The change in how performers dress, which, to a large extent, seems to have influenced women’s tango fashions generally, appears to be largely driven by the success of tango shows, such as Tango Argentino, and the growth in popularity of televised amateur and semiprofessional dance contests. In such contexts, dancers wear what should more aptly be described as a costume, rather than a dress, one designed to provide maximum freedom of movement and reveal more of the body than it conceals. It is risqué in the least interesting sense of the term. You see it with increasing frequency among younger performers, and it marks a significant contrast with the sobriety and restraint of dancers of an earlier time.
Such fashions, which almost always refer to women’s fashions, have drawn their inspiration from popular images of tango (visual and literary) as louche, flamboyant, sexually charged, dangerous, daring, marginal, vaguely unsavory, and harboring a range of connotations that it rarely supports. The fact that such associations are belied by the reality of tango in its everyday manifestations has had little impact on the public imagination or the global myth of tango that inspires clothing designers.
In spite of the impact of stage and screen on the popular imagination, the reality of the contemporary milonga (in North America, at least) is far more mundane. As noted earlier, there is a paucity of formal or purpose-specific clothing on the contemporary dance floor (primarily tango dresses and skirts, although custom-made suits have been made for male performers, affording greater freedom of movement). Attitudes to this can be positive, negative, or indifferent.
Notwithstanding the admonitions by teachers and authors to “dress for success,” as noted above, male attire is characterized by its informality, with “business casual” being the preponderant look. On the more formal side, we find men in suits; on the extreme informal side we find something akin to grunge, which shares pride of place with the nuevo look of parachute and cossack pants, T-shirts, and sneakers. Outdoor venues provide an opportunity for even greater variation. Here, the casual look reaches an extreme in the form of sleeveless undershirts, shorts, sandals, and, bare feet.

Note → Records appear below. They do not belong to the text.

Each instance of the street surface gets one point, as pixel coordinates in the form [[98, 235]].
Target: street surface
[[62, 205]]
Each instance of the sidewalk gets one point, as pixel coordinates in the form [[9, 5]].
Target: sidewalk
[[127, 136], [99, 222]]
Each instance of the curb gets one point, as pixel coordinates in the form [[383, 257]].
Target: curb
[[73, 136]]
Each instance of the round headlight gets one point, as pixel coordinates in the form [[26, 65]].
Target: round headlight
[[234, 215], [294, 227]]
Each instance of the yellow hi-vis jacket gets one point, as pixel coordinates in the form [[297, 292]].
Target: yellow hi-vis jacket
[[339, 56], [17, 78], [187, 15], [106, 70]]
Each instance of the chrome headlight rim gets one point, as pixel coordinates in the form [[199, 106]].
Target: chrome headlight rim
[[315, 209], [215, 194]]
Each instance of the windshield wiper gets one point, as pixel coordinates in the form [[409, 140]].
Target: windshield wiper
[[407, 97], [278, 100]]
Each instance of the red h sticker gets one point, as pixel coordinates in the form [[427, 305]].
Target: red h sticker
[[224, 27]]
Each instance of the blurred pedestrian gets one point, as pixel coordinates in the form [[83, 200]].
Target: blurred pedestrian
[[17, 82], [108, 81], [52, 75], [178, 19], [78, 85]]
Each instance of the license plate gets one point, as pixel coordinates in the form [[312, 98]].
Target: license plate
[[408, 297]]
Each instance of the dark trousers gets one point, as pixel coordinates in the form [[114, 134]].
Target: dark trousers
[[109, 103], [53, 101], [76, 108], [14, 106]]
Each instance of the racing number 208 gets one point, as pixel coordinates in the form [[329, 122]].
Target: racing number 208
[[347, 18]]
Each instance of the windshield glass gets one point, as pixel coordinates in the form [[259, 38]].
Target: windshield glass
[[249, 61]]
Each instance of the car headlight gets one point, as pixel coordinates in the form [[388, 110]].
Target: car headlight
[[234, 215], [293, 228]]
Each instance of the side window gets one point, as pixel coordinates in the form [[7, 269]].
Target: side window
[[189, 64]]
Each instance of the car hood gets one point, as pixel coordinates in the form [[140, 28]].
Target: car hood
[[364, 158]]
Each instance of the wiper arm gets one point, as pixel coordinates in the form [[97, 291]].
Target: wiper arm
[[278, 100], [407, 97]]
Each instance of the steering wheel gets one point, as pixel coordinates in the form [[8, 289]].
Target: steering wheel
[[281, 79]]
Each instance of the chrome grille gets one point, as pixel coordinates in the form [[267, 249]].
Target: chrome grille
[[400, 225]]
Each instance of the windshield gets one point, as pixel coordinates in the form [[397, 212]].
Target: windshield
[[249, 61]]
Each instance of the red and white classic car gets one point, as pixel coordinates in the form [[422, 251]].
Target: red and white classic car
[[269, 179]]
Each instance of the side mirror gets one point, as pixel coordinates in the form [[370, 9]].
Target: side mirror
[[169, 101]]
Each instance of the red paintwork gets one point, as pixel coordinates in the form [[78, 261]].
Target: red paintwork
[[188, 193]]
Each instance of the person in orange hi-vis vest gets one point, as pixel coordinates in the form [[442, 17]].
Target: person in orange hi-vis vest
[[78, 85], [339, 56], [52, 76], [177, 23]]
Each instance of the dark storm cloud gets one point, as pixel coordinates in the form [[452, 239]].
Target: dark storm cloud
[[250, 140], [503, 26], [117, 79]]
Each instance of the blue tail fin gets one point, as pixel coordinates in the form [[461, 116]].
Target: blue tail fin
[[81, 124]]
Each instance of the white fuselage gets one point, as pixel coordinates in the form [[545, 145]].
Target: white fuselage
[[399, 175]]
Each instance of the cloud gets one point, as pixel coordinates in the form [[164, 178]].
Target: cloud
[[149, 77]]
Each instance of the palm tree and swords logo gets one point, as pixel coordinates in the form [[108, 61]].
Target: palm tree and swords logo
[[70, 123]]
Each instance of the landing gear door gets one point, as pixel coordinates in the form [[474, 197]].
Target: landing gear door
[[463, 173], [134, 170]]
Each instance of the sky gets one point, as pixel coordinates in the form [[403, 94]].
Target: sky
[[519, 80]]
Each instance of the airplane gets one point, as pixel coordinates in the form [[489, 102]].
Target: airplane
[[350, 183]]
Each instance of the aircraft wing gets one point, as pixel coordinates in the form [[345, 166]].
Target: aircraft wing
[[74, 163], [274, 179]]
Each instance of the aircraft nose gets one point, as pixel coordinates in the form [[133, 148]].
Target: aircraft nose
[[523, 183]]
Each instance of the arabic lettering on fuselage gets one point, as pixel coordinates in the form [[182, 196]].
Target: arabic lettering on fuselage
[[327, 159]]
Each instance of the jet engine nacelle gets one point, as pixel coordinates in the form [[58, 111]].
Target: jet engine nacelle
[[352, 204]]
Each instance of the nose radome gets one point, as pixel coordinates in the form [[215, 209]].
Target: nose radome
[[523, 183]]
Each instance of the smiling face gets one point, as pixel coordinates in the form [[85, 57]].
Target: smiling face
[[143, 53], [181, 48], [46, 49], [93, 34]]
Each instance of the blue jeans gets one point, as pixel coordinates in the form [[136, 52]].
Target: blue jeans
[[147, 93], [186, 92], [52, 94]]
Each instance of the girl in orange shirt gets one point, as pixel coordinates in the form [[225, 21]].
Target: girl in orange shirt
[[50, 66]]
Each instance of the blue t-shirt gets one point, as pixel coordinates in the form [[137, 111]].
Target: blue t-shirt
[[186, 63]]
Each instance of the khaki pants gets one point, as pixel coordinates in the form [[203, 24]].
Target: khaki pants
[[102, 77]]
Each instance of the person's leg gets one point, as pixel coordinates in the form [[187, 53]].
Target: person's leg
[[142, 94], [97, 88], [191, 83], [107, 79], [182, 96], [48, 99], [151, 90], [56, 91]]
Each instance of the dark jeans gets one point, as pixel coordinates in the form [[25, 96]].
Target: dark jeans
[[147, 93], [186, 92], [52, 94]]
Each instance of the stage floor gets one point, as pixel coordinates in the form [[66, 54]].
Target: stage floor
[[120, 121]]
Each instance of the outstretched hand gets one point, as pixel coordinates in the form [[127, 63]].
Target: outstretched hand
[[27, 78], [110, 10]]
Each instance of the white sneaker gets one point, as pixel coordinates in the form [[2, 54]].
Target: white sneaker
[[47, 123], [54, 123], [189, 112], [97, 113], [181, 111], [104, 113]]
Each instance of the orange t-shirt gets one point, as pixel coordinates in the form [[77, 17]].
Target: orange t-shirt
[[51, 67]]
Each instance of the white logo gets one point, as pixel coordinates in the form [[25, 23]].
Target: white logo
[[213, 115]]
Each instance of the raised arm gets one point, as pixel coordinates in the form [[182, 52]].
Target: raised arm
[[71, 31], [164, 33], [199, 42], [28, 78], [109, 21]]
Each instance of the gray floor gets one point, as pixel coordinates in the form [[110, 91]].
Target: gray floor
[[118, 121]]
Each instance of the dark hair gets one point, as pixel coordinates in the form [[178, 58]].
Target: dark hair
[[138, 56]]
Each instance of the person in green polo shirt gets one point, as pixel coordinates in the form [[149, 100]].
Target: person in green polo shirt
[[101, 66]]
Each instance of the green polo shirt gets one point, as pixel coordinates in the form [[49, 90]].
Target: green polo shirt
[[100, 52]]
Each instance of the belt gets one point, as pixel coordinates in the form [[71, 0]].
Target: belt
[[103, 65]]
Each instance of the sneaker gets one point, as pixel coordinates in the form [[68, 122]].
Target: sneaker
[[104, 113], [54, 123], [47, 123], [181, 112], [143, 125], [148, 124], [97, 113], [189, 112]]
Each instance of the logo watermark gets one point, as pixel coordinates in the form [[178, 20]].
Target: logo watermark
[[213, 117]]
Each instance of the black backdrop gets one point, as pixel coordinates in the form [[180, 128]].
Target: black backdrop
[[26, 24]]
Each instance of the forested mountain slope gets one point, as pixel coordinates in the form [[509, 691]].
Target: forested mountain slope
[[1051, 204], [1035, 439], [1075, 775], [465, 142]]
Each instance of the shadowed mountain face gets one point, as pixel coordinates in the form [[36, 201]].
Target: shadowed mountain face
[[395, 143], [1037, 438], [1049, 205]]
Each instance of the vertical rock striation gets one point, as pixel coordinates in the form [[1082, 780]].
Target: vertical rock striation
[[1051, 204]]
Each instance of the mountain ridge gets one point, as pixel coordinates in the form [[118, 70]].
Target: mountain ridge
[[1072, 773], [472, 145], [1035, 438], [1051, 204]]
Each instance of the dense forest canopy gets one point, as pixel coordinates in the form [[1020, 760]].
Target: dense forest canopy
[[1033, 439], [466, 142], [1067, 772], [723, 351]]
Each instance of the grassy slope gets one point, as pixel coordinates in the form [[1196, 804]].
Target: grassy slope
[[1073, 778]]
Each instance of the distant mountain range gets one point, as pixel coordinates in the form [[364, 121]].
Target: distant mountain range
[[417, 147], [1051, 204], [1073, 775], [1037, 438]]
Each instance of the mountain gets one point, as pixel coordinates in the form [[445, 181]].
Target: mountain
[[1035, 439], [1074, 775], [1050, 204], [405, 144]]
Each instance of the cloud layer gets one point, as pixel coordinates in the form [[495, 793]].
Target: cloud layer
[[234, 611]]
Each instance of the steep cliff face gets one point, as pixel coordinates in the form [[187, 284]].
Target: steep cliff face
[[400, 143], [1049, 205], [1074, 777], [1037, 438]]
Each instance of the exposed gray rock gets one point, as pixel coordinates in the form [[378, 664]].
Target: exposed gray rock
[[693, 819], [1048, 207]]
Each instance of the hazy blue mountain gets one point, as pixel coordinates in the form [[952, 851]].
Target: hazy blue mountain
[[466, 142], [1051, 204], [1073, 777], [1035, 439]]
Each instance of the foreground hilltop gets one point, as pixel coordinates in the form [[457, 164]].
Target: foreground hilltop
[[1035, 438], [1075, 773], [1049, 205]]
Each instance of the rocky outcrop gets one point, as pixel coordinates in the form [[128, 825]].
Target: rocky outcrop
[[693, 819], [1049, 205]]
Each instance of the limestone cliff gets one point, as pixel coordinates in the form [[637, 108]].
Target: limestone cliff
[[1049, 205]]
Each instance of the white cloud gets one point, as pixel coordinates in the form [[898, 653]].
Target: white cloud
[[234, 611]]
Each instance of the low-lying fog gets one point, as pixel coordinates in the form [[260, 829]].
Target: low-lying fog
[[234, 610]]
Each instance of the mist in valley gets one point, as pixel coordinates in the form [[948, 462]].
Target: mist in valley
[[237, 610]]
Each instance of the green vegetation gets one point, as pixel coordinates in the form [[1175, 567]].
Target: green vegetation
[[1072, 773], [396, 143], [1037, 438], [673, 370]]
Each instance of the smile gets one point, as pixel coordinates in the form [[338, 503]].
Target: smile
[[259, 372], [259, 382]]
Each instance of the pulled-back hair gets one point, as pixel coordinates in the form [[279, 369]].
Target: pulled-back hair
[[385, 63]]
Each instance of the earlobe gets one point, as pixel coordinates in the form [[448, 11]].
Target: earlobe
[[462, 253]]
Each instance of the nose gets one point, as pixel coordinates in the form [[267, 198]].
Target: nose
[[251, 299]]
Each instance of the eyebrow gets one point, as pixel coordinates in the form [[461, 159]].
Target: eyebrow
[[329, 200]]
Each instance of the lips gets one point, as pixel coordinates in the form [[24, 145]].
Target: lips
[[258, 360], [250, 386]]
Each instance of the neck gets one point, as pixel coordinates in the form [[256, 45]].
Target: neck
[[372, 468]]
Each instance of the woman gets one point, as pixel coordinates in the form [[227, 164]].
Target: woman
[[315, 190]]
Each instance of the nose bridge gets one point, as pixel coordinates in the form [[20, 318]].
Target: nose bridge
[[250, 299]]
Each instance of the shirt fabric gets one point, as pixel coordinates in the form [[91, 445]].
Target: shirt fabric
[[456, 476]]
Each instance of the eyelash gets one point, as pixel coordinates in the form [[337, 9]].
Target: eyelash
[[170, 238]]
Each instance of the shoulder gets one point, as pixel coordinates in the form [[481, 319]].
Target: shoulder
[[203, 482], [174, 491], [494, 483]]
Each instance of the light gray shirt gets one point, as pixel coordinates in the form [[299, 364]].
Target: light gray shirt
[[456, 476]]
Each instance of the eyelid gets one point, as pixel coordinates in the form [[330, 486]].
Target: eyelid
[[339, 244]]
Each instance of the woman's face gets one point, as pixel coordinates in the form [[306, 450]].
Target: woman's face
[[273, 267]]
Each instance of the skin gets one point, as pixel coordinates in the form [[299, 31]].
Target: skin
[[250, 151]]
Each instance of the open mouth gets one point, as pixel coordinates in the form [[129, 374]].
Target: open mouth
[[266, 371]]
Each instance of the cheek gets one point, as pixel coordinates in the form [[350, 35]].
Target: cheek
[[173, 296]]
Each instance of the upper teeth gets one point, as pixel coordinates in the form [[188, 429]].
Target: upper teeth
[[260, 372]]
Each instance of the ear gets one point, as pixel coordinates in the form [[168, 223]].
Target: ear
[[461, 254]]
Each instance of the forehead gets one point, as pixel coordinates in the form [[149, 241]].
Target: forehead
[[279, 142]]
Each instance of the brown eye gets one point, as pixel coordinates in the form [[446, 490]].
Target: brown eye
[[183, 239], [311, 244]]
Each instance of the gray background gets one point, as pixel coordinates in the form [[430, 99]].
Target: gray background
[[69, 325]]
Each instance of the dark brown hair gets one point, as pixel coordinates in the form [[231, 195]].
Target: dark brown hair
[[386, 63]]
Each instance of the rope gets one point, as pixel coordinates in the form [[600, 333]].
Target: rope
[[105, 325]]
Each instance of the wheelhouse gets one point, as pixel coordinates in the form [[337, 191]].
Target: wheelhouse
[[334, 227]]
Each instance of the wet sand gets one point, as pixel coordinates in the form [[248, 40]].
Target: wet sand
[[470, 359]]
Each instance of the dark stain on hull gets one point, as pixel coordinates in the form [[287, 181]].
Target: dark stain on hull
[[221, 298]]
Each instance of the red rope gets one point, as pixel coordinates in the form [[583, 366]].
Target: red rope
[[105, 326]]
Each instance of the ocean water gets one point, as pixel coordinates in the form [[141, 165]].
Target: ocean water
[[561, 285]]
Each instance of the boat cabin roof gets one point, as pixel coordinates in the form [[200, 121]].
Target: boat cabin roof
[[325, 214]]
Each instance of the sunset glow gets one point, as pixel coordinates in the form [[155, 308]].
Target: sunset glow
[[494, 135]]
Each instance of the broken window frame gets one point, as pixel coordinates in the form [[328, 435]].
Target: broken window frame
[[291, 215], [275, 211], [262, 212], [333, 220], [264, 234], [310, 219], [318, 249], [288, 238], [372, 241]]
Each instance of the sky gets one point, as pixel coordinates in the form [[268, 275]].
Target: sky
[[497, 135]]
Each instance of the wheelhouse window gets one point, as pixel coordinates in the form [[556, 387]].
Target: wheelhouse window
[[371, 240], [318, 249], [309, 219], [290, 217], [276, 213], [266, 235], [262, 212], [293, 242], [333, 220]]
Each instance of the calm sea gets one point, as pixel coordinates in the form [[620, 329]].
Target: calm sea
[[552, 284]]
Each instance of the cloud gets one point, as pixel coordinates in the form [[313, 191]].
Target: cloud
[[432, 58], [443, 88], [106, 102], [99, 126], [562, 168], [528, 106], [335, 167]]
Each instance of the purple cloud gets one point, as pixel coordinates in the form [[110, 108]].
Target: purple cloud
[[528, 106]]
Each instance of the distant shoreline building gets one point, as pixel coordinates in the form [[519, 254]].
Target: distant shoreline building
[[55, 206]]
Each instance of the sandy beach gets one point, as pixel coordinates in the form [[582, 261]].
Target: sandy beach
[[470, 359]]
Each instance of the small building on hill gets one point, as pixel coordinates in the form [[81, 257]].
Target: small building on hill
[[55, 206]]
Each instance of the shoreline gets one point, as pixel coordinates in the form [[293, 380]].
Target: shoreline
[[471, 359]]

So, although we are encouraged to dress the part (and why not try to maintain the traditions of tango, an inherently atavistic pursuit?), and respect our dance partners in the process, one can only conclude that such wise counsel has fallen on deaf ears. There are periodic complaints, of course, but I don’t see these as having had any visible impact in practice. A friend once casually suggested that a list of tango dress Do’s and Dont’s be drawn up and posted at local milongas. But who wants to be prescriptive? Rather, as Michael Pollan has suggested in An Eater’s Manifesto, I’d like to offer three simple rules for success modeled on his own for healthy eating. (For those unfamiliar with Pollan’s writing, his three rules are: “Eat Food. Not too much. Mostly plants.”) So, along those lines, I’d like to offer the following: Wear clothes. Preferably clean. Mostly stylish.
Fashions are a collective medicament for the ravages of oblivion. The more short-lived a period, the more susceptible it is to fashion.